Чёрные слуги (не кожею черны — службой) крючьями подцепили вампира, отдельно, в плетёную корзинку, закинули голову.
— С вашего позволения, моя госпожа, вампира — в подвал? — спросил Бец-Ал-Ел баронессу.
Та задумалась: всё-таки рыцарь, и не простой рыцарь, а советник. Друг казны. Но чувство долга, а пуще того, страха, пересилило.
— Это всего лишь мерзкий вампир. Берите его, мастер, и сделайте то, что положено.
Интересно, а что положено? Луу слышал, что и осиновый кол, и отсечение головы дают лишь передышку. Иногда на зиму-другую, иногда надолго, успевают вырасти внуки внуков, которые и слышать ничего не хотят о вампирах, считая их сказками, бреднями выживших из ума стариков. Но они возвращаются…
Рыцари один за другим подходили к чаше. Стражники держали сабли наголо — опоздав раз, больше они не боялись оскорбить никого. Дорогая наука, плачено за неё жизнью рыцаря-послушника. Хотя… Разве это дорого? На то и существуют послушники, чтобы расплачиваться. За всё. Кого первым посылают в порубежье? В драконье гнездо? В битву? Да они и сами рвутся, за бесчестье почитают отстать хоть на вершок. Послушников всегда больше, чем золочёных шпор.

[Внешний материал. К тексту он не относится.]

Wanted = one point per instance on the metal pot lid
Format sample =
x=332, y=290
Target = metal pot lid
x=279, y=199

Луу поймал себя на том, что жалеет не этого несчастного юношу, а рыцарей вообще. Раскис. Или достиг новой ступени понимания. Прежний Луу, он только себя, бедного, жалел. Ещё несчастных, тех, кому ещё хуже, чем ему. Но рыцарям, даже рыцарям-послушникам, разве хуже? Получается, так.
После рыцарей Испытание Аргента пошло резвее. Простолюдин, он простолюдин и есть. Никакой торжественности, голая простота — окунул руку, предъявил стражнику и ступай. Шли один за другим, цепочкою, и за две склянки испытание прошли — все.
Страже не удалось отличиться. Вампиров больше не объявилось.
Довольно и одного.
— Теперь наша очередь. — Бец-Ал-Ел тоже окунул руку. Да, про себя-то Луу и позабыл. Он-то знает, что ни при чём, вот и смотрит, словно наблюдатель. А он — участник. Действующее лицо.
С опаской он коснулся воды. На самом донышке осталось. Сколько рук-то перебывало в ней. Помутнела, стала коричневой. Земля, она себя явит.
Он погрузил кисть полностью. Лёгонькое пощипывание, онемение. Он испугался — вдруг грязь дюжины сотен рук испортили средство? Поди, доказывай, что ты не вампир.